Robert Husseman will be sworn into office in January if he wins the election. It is possible a write-in candidate could best him, but there is no known movement for an unannounced candidate.
As a city councilor Husseman wants to focus on the city’s general budget; Keizer’s housing and transportation.
While citing no major issues, Husseman said there is always room for improvement with the budget. “Are city departments using money to the best of their ability?” he asked. He wants to be sure the city effectively spends its money.
Regarding housing in Keizer, he wants to the city council to assist in development of housing that is affordable. He cites problems with availability of affordable housing.
He asks rhetorically, “How big does the city want to be?” He thinks discussions about expanding the Urban Growth Boundary are a little premature and any expansion would mean giving up valuable farm and forest land, he says.
How people move around Keizer is important to Husseman. “What mode do they use?
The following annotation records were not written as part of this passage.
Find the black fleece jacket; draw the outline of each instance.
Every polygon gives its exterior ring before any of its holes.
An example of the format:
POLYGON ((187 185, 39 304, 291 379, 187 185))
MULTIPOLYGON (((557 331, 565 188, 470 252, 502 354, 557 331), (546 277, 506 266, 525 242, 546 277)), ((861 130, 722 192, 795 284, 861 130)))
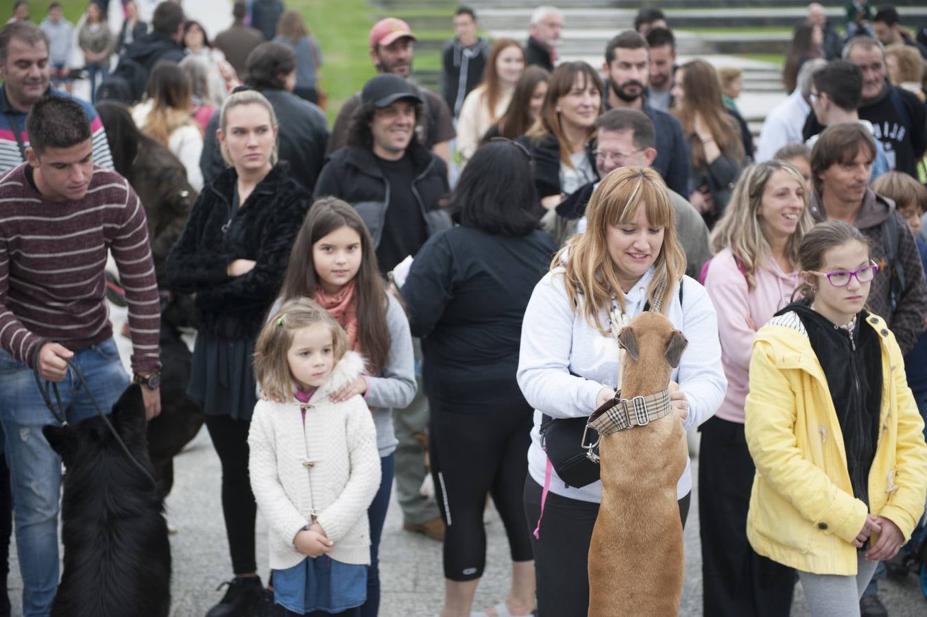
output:
POLYGON ((879 334, 866 323, 869 314, 865 310, 857 315, 852 332, 834 325, 806 302, 794 302, 776 314, 790 310, 802 321, 827 377, 844 437, 853 496, 869 505, 869 474, 879 441, 882 409, 879 334))
POLYGON ((277 163, 237 210, 238 176, 229 168, 203 189, 167 261, 169 286, 197 294, 200 329, 225 339, 253 339, 273 303, 311 195, 277 163), (225 273, 235 259, 253 259, 243 276, 225 273))

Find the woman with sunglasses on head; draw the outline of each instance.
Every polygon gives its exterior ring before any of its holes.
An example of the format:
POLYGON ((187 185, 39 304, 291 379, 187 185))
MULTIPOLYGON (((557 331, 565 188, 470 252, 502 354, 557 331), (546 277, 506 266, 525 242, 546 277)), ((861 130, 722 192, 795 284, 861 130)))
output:
POLYGON ((494 614, 534 609, 522 502, 532 409, 514 375, 525 307, 555 247, 538 229, 527 152, 499 139, 476 149, 451 195, 460 226, 428 239, 402 286, 412 333, 422 337, 431 473, 447 523, 442 617, 473 614, 487 494, 513 561, 512 589, 494 614))
POLYGON ((792 608, 794 572, 756 555, 746 538, 755 470, 743 439, 743 399, 756 330, 789 304, 798 284, 798 244, 813 225, 801 173, 769 160, 743 170, 712 233, 705 287, 717 309, 728 391, 699 428, 705 615, 788 617, 792 608))
POLYGON ((759 330, 750 361, 747 537, 798 571, 814 617, 858 617, 879 560, 923 513, 923 421, 895 335, 865 309, 878 271, 866 236, 821 223, 798 258, 798 300, 759 330))

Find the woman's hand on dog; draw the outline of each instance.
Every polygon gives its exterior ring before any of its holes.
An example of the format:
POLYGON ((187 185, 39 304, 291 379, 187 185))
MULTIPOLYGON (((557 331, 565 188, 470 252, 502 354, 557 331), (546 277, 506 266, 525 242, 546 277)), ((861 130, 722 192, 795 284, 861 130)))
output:
POLYGON ((669 394, 669 405, 679 412, 679 420, 685 422, 689 417, 689 399, 685 393, 681 391, 671 392, 669 394))
POLYGON ((157 418, 161 413, 161 390, 142 386, 142 401, 145 403, 145 419, 157 418))
POLYGON ((293 546, 309 557, 324 555, 335 548, 335 544, 325 537, 325 533, 317 523, 313 523, 308 529, 300 530, 293 538, 293 546))
POLYGON ((74 352, 57 343, 45 343, 39 349, 38 369, 42 378, 49 382, 62 382, 68 374, 68 362, 74 352))

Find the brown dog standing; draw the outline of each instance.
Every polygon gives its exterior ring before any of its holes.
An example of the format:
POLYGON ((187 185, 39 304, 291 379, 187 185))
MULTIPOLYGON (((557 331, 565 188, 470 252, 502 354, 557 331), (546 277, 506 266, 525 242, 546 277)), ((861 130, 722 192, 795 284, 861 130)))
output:
MULTIPOLYGON (((628 404, 615 411, 613 401, 590 422, 602 427, 602 506, 589 550, 589 615, 675 617, 684 570, 676 485, 688 457, 685 431, 673 408, 648 422, 635 413, 631 399, 667 390, 687 342, 669 320, 650 311, 634 318, 618 341, 626 350, 620 398, 628 404), (633 425, 618 430, 609 416, 631 416, 633 425)), ((654 405, 664 413, 666 397, 654 405)))

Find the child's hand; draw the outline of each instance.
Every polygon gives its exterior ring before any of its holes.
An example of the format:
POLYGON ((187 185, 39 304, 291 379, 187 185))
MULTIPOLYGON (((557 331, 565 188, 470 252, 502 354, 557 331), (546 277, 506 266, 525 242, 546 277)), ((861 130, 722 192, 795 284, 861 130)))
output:
POLYGON ((879 533, 882 531, 882 526, 879 524, 879 520, 872 516, 871 514, 866 515, 866 523, 863 523, 863 528, 859 531, 856 539, 853 540, 853 546, 857 548, 862 548, 863 545, 866 544, 866 540, 871 535, 872 532, 879 533))
POLYGON ((335 544, 324 535, 308 529, 303 529, 296 535, 296 537, 293 538, 293 546, 298 551, 308 557, 324 555, 335 548, 335 544))
POLYGON ((866 559, 872 561, 885 561, 897 554, 901 545, 905 543, 905 536, 901 535, 898 525, 885 517, 877 516, 875 522, 882 525, 882 531, 879 533, 879 541, 866 553, 866 559))
POLYGON ((367 391, 367 380, 361 375, 353 382, 344 386, 335 394, 331 396, 333 403, 340 403, 346 401, 354 395, 362 395, 367 391))

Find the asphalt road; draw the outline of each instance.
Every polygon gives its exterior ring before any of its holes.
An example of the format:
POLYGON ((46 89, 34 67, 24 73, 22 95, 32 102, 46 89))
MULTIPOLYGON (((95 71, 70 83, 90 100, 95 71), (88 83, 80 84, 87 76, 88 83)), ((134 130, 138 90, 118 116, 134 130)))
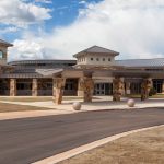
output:
POLYGON ((163 124, 164 108, 1 120, 0 164, 27 164, 108 136, 163 124))

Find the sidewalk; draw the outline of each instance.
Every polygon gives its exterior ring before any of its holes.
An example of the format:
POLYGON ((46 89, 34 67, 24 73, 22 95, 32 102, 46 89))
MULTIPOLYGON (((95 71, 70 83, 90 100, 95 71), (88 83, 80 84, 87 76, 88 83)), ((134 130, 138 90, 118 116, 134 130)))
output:
MULTIPOLYGON (((7 102, 7 101, 0 101, 0 102, 17 104, 17 105, 51 108, 50 110, 0 113, 0 120, 25 118, 25 117, 50 116, 50 115, 63 115, 63 114, 103 110, 103 109, 131 109, 130 107, 127 106, 127 98, 124 98, 121 102, 113 102, 112 97, 101 97, 99 99, 94 99, 92 103, 82 103, 82 108, 80 112, 75 112, 72 108, 73 102, 82 102, 79 99, 63 101, 61 105, 55 105, 52 101, 27 102, 27 103, 26 102, 7 102)), ((164 99, 148 99, 145 102, 136 99, 134 108, 148 108, 148 107, 164 107, 164 99)))

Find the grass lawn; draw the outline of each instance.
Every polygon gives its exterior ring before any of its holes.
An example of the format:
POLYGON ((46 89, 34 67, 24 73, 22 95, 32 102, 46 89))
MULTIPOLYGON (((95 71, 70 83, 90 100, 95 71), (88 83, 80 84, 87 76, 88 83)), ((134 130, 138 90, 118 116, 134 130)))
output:
POLYGON ((48 110, 48 109, 50 108, 0 103, 0 113, 25 112, 25 110, 48 110))
POLYGON ((164 127, 129 134, 59 164, 164 164, 164 127))
MULTIPOLYGON (((94 97, 95 98, 95 97, 94 97)), ((72 101, 72 99, 82 99, 82 97, 78 96, 63 96, 63 101, 72 101)), ((48 102, 52 101, 52 96, 15 96, 15 97, 0 97, 0 101, 9 101, 9 102, 48 102)))

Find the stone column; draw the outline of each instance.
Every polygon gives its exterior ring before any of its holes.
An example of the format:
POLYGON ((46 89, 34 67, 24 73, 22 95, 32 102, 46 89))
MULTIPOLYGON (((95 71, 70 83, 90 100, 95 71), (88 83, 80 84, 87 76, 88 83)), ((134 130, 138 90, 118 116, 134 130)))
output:
POLYGON ((10 79, 10 96, 16 95, 16 79, 10 79))
POLYGON ((124 94, 124 80, 122 78, 115 78, 113 80, 113 101, 119 102, 124 94))
POLYGON ((37 95, 38 95, 37 79, 33 79, 33 82, 32 82, 32 96, 37 96, 37 95))
POLYGON ((141 83, 141 101, 145 101, 149 98, 149 92, 151 87, 152 87, 152 79, 150 78, 143 79, 141 83))
POLYGON ((126 95, 129 95, 130 92, 130 82, 126 82, 126 95))
POLYGON ((62 103, 65 83, 66 83, 65 78, 55 78, 54 79, 52 95, 54 95, 54 101, 56 104, 62 103))
POLYGON ((82 81, 82 79, 80 78, 78 81, 78 96, 83 97, 84 96, 84 90, 81 85, 81 81, 82 81))
POLYGON ((92 95, 94 90, 94 82, 92 78, 84 77, 80 79, 80 87, 83 91, 83 101, 84 102, 92 102, 92 95))

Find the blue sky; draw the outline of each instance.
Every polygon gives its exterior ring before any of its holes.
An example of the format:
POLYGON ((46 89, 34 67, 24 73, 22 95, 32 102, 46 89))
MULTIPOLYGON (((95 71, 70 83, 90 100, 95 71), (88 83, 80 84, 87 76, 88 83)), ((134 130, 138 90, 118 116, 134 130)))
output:
POLYGON ((164 57, 162 0, 0 0, 9 61, 70 59, 93 45, 119 59, 164 57))
MULTIPOLYGON (((12 0, 11 0, 12 1, 12 0)), ((49 9, 50 19, 44 22, 36 22, 27 27, 20 27, 16 32, 2 33, 1 37, 9 42, 13 42, 22 36, 22 33, 30 30, 37 33, 40 28, 47 33, 51 33, 55 27, 67 26, 71 24, 79 15, 79 11, 84 9, 87 3, 97 3, 101 0, 22 0, 25 3, 33 3, 38 7, 49 9)), ((0 24, 0 30, 14 27, 11 24, 0 24)))

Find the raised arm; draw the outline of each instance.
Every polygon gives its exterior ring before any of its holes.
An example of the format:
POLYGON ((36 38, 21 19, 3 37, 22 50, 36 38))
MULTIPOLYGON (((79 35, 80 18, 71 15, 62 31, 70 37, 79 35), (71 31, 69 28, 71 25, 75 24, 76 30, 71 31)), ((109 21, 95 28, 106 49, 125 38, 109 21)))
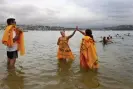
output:
POLYGON ((85 35, 85 32, 83 32, 83 31, 80 31, 80 30, 77 30, 77 31, 79 31, 81 34, 85 35))
POLYGON ((74 30, 74 32, 70 36, 68 36, 68 39, 70 39, 71 37, 73 37, 76 31, 77 30, 74 30))

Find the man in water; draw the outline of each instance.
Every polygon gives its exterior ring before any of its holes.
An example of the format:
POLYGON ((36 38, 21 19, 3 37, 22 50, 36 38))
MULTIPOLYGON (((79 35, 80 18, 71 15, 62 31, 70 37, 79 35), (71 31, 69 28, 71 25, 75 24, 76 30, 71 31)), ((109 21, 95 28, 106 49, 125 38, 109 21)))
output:
POLYGON ((14 18, 7 19, 7 27, 3 35, 2 43, 7 46, 7 66, 12 69, 15 68, 16 58, 18 58, 18 41, 22 31, 16 28, 16 21, 14 18))

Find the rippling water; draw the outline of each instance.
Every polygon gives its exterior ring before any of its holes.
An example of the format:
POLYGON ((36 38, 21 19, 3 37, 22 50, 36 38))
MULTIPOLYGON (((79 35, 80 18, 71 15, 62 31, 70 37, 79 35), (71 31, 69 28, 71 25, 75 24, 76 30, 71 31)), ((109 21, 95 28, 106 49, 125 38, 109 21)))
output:
POLYGON ((96 73, 80 71, 79 32, 69 42, 75 55, 69 63, 58 63, 56 59, 58 31, 25 32, 26 55, 17 59, 15 71, 6 69, 6 51, 0 44, 0 89, 133 89, 133 36, 124 36, 125 33, 128 32, 93 32, 100 64, 96 73), (116 33, 124 40, 114 38, 114 43, 106 46, 98 42, 101 36, 116 33))

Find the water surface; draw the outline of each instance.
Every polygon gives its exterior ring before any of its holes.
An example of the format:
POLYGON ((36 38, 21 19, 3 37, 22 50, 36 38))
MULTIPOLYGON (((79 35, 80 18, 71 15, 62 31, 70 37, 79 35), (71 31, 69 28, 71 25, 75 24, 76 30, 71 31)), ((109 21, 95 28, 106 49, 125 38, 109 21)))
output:
MULTIPOLYGON (((67 35, 71 31, 66 32, 67 35)), ((58 31, 25 32, 26 55, 19 57, 16 69, 6 69, 6 51, 0 44, 0 89, 133 89, 133 36, 128 31, 94 31, 100 68, 98 72, 80 71, 79 48, 82 35, 77 32, 69 44, 75 60, 58 63, 58 31), (113 37, 113 44, 103 46, 101 36, 113 37)), ((133 35, 133 32, 130 32, 133 35)), ((3 31, 0 31, 0 40, 3 31)))

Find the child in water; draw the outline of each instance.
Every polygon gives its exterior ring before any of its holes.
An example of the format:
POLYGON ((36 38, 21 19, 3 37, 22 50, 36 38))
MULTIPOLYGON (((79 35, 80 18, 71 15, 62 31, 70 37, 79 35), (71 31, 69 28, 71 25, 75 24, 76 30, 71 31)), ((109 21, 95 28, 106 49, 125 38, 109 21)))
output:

Where are they are?” he asked. “Keizer is gaining additional scrutiny,” he added. “We should be proactive in integrating other transit systems into the city, such as Metro (Portland).
Husseman’s experience with the council is via television, he watches the meetings on Keizer TV. Without having been involved, he is hardpressed to pass judgment on the current council, noting there are cordial relations at city hall.
As a councilor Husseman wants to gather feedback from the community about the performance of the city and its departments.
Celebrating Keizer’s 40th birthday in 2023 is something he is looking forward to. “There appears to be great excitement for the birthday,” Husseman said. “The city is paving the way to create some changes that will have ramifications 40 or 100 years into the future.”
Husseman learned a lot about politics during his unsuccessful campaign in the May primary for a state house seat. “The biggest thing I learned is that people are willing to express their views.” Personally, he learned he can stretch himself. “I have a back bone I didn’t know about,” he said.
Born in Portland, Husseman has lived in Keizer since he was 6 years old. He currently lives in north Keizer and is a product of local schools—Clear Lake Elementary, Whiteaker Middle and McNary, class of 2006, where he was one of six valedicetorians. Husseman graduated from the University of Oregon in mathematics and business administration. He attained an MBA from the Atkinson Graduate School of Management at Willamette University in 2018.
He is not married and his family includes his parents, brother Trevor and sibling Casey. He is currently employed as a supply chain analyst for Nike, Inc.
“I am incredibly optimistic,” he said. ”There are more good days ahead in Keizer and Oregon.”